На заседании в сельсовете, когда очередь дошла до Кулубая, Чоро сказал:
— Давайте, товарищи, подумаем. Раскулачивать его или нет. Такие, как Кулубай, пригодились бы и в колхозе. Ведь он сам из бедняков. Враждебной агитацией не занимался.
По-разному стали говорить. Кто «за», кто «против». Слово осталось за Танабаем. Сидел он нахохлившись, как ворон. Хоть и сводный брат, но брат. Идти надо было против брата. Жили они мирно, хотя и редко виделись. Каждый был занят своим. Сказать: не троньте его, но тогда как с другими быть — у всякого найдется защитник, родственник. Сказать: решайте сами — подумают, что в кусты прячется.
Люди ждали, что он скажет. И оттого, что они ждали, в нем нарастало ожесточение.
— Ты, Чоро, всегда так! — заговорил он, поднявшись. — В газетах пишут о книжных людях, как их там, энтеллегенты. Ты тоже энтеллегент. Ты вечно сомневаешься, боишься, как бы что не так. А чего сомневаться? Раз есть в списке — значит, кулак! И никакой пощады! Ради Советской власти я отца родного не пожалею. А то, что он брат мой, пусть вас не смущает. Невы, так я сам раскулачу его.
Кулубай пришел к нему на другой день. Встретил Танабай брата холодно, руки не подал.
— За что же меня кулачить? Разве не мы с тобой ходили в батраках? Разве не нас с тобой прогоняли баи со двора?
— Это теперь не имеет значения. Ты сам стал баем.
— Какой же я бай? Своим трудом все наживал. И то не жалко. Возьмите все. Только зачем в кулаки меня тащишь? Побойся бога, Танабай.
— Все равно. Ты враждебный класс. И мы должны ликвидировать тебя, чтобы построить колхоз. Ты стоишь на нашем пути, и мы должны убрать тебя с дороги…
Это был их последний разговор. Вот уже двадцать лет, как они словом не обмолвились. Когда Кулубая выслали в Сибирь, сколько разговоров, сколько пересудов было в аиле!
Всякое болтали. Придумали даже такое, что, мол, когда угоняли Кулубая из аила под конвоем двух верховых милиционеров, то уходил он, опустив голову, никуда не глядя и ни с кем не прощаясь. А когда вышли за аил и пошли по дороге через поля, бросился будто он в пшеницу молодую — то была первая колхозная озимь, и стал-де рвать ее с корнями да топтать и мять, как зверь в капкане. Конвоиры, мол, насилу сладили с ним и погнали дальше. И, уходя, сказывали, горько плакал он и проклинал Танабая.

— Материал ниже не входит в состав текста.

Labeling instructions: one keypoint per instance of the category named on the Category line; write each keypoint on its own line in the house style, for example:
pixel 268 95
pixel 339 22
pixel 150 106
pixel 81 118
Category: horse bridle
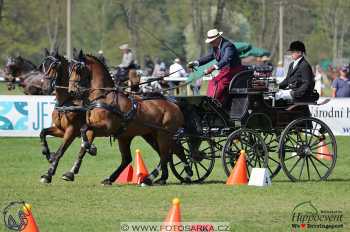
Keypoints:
pixel 54 63
pixel 81 83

Танабай этому не очень-то поверил. «Болтовня вражеская — хотят допечь меня этим. Но черта с два, так уж я и поддался!» — убеждал он себя.
А перед самой косовицей объезжал он однажды поля, любовался — хлеб уродился в тот год на славу, колос перед колосом гордился, и наткнулся на то самое место в пшенице, где бился в отчаянии Кулубай, где топтал он и рвал с корнем молодое жито. Вокруг пшеница стояла стеной, а тут словно быки дрались, все истоптано, изломано, повысохло все, позарастало лебедой. Как увидел это Танабай, так и осадил коня.